I use fish instead of bash and this is fish's way of defining an alias/shortcut. In short, the "ve" creates a virtual environment if it does not exist yet, activates it, and installs into it dependencies it reads from requirements.txt. The important point here is that I like installing dependencies from a file because it will force me to document my dependencies. I recommend to do the same for environment.yml (how this is done is less important and sorry for introducing yet another thing here, fish, but it's the shell I use):

function ve
    if not test -d venv
        python -m venv venv
    end
    source venv/bin/activate.fish
    if test -e requirements.txt
        python -m pip install --upgrade pip
        python -m pip install -r requirements.txt
    end
end

function ce
    eval $HOME/miniconda3/bin/conda "shell.fish" "hook" $argv | source
    if not test -d env
        conda env create --prefix ./env --file environment.yml
    end
    conda activate ./env
end
  1. Add a main function!

    • thanks
  2. Basic question; what is the difference between installing requirements and this command (can't see it now, import?) on top of the script?

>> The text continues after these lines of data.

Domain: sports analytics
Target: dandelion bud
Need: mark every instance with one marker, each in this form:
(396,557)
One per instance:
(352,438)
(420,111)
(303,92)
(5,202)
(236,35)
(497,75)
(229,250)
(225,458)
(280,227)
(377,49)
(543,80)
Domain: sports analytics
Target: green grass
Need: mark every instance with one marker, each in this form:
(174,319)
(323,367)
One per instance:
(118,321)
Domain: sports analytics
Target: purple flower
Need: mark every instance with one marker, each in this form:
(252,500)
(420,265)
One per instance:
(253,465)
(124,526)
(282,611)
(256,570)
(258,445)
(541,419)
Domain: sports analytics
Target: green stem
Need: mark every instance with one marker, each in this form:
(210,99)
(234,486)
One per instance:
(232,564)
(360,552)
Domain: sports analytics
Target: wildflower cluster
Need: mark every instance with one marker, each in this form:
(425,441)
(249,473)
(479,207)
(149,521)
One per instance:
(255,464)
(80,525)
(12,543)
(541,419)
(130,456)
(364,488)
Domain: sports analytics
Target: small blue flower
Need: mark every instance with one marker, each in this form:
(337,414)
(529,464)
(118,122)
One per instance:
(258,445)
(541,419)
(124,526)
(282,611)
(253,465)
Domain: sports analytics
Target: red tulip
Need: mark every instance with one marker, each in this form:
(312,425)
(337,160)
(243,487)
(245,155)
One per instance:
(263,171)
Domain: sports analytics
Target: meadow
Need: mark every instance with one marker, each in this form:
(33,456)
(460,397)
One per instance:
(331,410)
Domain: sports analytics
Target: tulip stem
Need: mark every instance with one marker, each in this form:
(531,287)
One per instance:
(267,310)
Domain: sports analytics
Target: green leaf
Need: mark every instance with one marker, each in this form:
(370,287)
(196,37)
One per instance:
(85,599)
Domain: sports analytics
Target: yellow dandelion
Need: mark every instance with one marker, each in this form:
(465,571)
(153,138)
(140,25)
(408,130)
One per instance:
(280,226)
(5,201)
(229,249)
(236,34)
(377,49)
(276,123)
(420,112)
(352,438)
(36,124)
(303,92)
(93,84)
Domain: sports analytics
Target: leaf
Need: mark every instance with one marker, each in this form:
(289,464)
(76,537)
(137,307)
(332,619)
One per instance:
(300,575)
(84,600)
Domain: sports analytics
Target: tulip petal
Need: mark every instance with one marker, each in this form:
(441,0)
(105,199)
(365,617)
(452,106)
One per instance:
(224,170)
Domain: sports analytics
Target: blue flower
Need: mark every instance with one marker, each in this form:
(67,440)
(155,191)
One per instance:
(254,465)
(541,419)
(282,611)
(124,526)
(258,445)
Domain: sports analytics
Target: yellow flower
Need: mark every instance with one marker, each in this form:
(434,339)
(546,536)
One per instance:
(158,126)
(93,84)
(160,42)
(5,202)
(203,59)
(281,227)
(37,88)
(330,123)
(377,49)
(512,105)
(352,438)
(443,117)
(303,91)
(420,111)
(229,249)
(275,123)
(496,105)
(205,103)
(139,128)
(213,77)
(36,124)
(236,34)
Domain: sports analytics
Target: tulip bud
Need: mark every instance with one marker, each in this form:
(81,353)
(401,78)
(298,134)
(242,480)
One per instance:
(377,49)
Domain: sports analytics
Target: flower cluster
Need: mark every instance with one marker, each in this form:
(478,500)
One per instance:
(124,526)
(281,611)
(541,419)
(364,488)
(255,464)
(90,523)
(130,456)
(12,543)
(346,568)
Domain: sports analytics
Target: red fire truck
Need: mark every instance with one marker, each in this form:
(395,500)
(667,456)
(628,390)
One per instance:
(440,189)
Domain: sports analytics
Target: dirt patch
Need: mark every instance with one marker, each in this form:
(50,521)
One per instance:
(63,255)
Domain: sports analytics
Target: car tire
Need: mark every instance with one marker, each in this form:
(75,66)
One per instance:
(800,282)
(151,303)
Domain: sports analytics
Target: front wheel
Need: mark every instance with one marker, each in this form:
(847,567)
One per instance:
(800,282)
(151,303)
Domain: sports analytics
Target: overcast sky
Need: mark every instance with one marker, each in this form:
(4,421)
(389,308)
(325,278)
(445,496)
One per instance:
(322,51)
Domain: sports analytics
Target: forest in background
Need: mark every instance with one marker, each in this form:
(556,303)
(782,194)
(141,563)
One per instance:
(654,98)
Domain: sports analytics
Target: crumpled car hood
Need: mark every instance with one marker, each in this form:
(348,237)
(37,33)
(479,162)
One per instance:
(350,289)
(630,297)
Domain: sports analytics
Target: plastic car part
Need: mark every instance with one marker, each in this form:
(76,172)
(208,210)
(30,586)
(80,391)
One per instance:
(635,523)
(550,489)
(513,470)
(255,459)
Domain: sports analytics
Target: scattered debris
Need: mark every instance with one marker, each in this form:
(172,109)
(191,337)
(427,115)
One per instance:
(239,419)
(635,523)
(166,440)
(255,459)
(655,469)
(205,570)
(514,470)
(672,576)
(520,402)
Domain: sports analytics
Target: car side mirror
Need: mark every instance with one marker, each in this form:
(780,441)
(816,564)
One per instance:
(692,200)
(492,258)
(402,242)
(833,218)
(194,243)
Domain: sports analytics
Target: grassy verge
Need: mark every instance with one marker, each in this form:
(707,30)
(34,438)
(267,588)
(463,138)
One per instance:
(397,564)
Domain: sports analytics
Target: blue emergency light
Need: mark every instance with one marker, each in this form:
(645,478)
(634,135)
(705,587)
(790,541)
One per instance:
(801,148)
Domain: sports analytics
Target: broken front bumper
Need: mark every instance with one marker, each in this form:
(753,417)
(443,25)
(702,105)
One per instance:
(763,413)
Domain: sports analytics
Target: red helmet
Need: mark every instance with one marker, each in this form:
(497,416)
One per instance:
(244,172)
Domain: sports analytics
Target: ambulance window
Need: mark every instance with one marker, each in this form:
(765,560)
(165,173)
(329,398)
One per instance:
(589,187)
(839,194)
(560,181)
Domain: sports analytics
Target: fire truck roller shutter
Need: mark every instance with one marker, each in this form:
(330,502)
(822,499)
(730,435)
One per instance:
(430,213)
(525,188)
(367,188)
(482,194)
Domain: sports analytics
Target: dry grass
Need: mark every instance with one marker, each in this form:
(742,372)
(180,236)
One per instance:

    • Requirements defines packages needed
    • pip+virtualenv (or other tools) installs the packages
    • import (if that's what it is) loads packages that are already installed, but doesn't find or install them if not already there.
  3. Set type=int for num-measurements

    • Thanks
  4. Pandas series

    • Thanks
  5. Datasafety when cloud computing results based on unpublished data in a jupyternotebook? - use jupyternotebook instead of jupyterlab maybe? Like when sharing with colleagues.

    • another way is to share a notebook with non-sensitive publich example data and that can all be public. and then separately distribute the unpublished data.
  6. I have a question from Day3 collaborative distributed version control. a) Step F. I am confused with what is being pushed to where. We clone the directory the instructor created, then we make a branch and create a text file in the branch. in Step F we push, but there I get lost. b) About forking workflow. I have a super basic question. Why do we need a fork? Why not just work with local clone and central? In Step E, why do we push to fork first and then pull request from fork? Why don't we want to directly pull request from clone to central? Thanks.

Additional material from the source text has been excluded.